After the leaders of the new United States wrote the Constitution, they had to get the thirteen states to agree to it. Some of the states did not want to agree unless they could add some specific rights for individual people. So, in 1791, the United States added ten new rights to the Constitution. These are called the Bill of Rights. Here are the ten rights included in the Bill of Rights:

The Ten Amendments Explained

  1. First Amendment: Freedoms of Expression

    Congress cannot make any law about your religion, or stop you from practicing your religion, or keep you from saying whatever you want, or publishing whatever you want (like in a newspaper or a book). And Congress cannot stop you from meeting peacefully for a demonstration to ask the government to change something.

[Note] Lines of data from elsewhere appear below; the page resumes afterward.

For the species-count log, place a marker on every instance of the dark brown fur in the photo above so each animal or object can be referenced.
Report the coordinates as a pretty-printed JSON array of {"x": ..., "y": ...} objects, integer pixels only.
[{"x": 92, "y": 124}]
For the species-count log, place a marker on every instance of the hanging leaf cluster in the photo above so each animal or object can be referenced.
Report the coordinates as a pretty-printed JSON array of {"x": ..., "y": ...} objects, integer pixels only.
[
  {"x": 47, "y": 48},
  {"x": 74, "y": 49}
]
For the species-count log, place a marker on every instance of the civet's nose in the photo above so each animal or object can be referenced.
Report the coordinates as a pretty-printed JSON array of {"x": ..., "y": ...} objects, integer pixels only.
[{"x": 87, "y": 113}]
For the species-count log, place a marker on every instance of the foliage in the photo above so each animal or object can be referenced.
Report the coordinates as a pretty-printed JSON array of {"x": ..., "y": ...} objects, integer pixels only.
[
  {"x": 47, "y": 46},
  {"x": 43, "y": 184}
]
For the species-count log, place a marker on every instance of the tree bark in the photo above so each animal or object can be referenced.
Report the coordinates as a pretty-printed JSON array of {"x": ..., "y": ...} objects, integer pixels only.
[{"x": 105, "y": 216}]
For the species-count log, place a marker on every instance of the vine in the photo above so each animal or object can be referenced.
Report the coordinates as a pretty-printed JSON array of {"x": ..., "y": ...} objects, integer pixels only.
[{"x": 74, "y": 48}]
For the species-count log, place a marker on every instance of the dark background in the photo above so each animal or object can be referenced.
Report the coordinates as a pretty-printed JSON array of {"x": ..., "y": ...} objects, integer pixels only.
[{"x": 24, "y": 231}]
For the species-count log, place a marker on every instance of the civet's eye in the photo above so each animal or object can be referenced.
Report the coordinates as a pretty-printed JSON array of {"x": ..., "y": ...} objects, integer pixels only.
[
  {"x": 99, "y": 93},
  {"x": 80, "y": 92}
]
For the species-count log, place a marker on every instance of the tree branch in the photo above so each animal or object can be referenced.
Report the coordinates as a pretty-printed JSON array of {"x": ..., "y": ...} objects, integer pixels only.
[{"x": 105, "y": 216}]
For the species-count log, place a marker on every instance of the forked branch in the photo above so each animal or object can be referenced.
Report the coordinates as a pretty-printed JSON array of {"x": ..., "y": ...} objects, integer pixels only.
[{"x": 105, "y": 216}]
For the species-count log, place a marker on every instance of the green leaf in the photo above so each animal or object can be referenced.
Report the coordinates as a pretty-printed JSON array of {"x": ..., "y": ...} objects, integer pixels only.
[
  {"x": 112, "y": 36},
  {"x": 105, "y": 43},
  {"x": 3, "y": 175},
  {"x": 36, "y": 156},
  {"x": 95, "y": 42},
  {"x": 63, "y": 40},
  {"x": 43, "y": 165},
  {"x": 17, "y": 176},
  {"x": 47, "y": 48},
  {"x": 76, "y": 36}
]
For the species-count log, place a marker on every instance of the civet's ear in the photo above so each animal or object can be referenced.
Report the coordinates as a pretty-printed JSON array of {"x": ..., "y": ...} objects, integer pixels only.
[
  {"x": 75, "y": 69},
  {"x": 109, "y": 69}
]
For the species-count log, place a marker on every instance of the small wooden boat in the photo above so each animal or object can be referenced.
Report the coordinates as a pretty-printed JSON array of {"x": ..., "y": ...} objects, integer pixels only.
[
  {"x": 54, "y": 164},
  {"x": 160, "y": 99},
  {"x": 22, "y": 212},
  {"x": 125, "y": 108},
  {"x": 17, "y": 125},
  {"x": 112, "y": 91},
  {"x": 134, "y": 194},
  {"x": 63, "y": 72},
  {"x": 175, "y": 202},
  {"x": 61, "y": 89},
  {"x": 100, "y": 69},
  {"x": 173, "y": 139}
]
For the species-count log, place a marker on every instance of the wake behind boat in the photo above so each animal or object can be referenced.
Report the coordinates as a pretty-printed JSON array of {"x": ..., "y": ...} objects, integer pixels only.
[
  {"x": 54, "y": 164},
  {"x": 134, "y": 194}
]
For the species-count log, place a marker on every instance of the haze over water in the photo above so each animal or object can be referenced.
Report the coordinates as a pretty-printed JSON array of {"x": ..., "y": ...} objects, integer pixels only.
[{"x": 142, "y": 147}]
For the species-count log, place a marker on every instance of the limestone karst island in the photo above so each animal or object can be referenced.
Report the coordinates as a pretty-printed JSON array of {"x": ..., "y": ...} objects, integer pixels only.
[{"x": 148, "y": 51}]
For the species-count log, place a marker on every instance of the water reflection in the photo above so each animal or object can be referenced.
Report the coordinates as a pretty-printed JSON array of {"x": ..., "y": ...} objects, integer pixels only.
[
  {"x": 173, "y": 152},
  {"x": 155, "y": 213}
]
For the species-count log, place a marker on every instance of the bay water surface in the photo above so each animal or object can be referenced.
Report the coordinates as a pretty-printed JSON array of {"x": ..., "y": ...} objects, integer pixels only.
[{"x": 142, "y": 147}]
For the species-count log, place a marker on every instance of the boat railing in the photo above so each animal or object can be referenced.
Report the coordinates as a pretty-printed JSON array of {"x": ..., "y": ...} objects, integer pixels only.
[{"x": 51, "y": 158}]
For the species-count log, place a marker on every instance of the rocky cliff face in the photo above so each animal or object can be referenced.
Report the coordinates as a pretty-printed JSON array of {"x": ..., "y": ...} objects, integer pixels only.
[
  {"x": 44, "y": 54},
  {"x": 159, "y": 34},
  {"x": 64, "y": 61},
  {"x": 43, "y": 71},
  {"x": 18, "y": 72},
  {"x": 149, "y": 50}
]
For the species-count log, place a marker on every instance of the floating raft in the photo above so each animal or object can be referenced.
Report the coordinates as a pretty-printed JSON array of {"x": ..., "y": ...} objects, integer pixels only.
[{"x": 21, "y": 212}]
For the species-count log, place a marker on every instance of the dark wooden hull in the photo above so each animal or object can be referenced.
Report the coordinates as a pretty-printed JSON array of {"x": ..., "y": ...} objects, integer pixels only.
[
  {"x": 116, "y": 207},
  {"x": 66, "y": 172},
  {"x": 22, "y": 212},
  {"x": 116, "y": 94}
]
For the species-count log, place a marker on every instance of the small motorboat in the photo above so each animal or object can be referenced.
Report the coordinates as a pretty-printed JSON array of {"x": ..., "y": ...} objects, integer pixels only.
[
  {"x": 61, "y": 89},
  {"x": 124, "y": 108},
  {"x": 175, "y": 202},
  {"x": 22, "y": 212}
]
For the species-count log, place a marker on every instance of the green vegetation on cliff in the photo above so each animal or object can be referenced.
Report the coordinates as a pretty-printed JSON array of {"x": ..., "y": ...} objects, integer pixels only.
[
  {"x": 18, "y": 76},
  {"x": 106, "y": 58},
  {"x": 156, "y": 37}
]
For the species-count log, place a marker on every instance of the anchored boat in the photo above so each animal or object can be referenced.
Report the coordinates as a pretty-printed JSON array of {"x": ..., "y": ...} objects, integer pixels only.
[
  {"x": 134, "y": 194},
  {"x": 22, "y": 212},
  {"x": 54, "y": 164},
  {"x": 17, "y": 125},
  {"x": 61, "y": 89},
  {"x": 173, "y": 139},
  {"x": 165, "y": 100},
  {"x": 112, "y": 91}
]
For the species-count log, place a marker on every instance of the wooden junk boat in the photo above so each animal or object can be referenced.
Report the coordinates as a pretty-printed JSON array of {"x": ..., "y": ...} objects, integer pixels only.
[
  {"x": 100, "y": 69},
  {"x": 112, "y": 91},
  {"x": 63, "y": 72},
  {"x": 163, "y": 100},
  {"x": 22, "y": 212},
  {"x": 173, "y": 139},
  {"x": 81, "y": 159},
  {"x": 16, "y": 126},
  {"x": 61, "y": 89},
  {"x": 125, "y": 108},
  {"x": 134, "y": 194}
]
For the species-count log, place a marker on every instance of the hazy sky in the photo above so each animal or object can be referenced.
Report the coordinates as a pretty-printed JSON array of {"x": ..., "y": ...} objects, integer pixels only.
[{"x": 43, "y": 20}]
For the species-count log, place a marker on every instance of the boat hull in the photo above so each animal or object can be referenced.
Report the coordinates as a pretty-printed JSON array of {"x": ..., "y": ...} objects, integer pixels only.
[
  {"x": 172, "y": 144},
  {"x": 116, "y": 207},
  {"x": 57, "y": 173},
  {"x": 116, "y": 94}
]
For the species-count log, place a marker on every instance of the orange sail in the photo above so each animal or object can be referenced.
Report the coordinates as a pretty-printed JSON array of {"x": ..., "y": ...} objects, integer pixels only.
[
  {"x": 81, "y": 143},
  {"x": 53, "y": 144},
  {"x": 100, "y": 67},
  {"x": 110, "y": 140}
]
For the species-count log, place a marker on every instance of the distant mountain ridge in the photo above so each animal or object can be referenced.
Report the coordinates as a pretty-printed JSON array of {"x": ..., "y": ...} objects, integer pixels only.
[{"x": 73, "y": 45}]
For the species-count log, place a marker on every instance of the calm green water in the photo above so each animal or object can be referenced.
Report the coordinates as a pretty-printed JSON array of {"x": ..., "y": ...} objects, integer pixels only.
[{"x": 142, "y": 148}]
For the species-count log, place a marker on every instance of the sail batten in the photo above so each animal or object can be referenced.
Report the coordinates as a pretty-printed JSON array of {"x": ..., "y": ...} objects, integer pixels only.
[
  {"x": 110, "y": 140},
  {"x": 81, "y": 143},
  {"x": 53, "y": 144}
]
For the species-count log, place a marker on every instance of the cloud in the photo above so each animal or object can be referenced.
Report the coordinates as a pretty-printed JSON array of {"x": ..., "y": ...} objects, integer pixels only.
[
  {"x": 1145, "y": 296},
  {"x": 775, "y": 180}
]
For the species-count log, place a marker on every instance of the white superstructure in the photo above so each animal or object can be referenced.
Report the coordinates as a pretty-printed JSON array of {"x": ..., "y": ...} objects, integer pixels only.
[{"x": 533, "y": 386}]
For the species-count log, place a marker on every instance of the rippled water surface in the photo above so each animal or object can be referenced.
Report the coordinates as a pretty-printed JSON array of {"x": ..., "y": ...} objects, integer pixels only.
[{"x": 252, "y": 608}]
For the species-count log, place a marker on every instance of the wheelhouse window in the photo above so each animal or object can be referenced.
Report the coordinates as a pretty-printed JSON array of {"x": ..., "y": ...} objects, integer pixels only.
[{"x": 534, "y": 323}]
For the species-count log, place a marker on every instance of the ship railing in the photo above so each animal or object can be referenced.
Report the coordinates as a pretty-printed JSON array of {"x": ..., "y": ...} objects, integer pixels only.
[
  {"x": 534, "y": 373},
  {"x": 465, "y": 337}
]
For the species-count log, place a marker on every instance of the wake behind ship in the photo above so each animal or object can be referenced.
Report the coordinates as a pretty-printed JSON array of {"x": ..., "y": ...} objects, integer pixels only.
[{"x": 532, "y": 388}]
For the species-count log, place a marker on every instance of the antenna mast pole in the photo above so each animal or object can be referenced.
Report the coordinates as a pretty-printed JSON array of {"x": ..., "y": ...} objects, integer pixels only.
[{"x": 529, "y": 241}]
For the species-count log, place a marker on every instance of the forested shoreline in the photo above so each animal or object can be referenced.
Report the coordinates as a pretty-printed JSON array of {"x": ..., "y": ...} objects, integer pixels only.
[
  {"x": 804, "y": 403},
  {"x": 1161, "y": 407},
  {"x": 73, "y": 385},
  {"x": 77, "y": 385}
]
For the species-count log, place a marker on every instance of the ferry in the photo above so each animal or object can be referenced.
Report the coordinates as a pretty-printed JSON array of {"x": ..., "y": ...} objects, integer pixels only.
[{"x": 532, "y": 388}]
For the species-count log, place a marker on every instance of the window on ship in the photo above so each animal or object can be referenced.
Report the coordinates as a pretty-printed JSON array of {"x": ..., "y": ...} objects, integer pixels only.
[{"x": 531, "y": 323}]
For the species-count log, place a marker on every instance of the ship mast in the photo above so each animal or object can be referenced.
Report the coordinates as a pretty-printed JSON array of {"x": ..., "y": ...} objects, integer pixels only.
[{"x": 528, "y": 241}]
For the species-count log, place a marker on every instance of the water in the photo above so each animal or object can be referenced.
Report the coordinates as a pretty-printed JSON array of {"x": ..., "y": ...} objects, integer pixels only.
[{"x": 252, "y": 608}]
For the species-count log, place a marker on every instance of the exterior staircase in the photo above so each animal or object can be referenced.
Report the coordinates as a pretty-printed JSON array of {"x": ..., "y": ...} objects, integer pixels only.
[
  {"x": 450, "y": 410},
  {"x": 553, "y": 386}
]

  2. Second Amendment: Right to Bear Arms

    Congress cannot stop people from having and carrying weapons, because we need to be able to defend ourselves.

  3. Third Amendment: Quartering of Soldiers

    You do not have to let soldiers live in your house, except if there is a war, and even then only if Congress has passed a law about it.

  4. Fourth Amendment: Search and Seizure Protection

    Nobody can search your body, or your house, or your papers and things, unless they can prove to a judge that they have a good reason to think you have committed a crime.

  5. Fifth Amendment: Due Process and Self-Incrimination

    You cannot be tried for any serious crime without a Grand Jury meeting first to decide whether there is enough evidence for a trial. And if the jury decides you are innocent, the government cannot try again with another jury. You do not have to say anything at your trial. You cannot be killed, or put in jail, or fined, unless you were convicted of a crime by a jury. And the government cannot take your house or your farm or anything that is yours, unless the government pays for it.

  6. Sixth Amendment: Speedy Trial and Legal Counsel

    If you are arrested, you have a right to have your trial pretty soon, and the government cannot keep you in jail without trying you. The trial has to be public, so everyone knows what is happening. The case has to be decided by a jury of ordinary people from your area. You have the right to know what you are accused of, to see and hear the people who are witnesses against you, to have the government help you get witnesses on your side, and you have the right to a lawyer to help you.

  7. Seventh Amendment: Jury Trial in Civil Cases

    You also have the right to a jury when it is a civil case (a law case between two people rather than between you and the government).

  8. Eighth Amendment: No Excessive Bail or Cruel Punishments

    The government cannot make you pay more than is reasonable in bail or in fines, and the government cannot order you to have cruel or unusual punishments (like torture) even if you are convicted of a crime.

  9. Ninth Amendment: Unenumerated Rights

    Just because these rights are listed in the Constitution does not mean that you do not have other rights too.

  10. Tenth Amendment: Powers Reserved to States

    Anything that the Constitution does not say that Congress can do should be left up to the states, or to the people.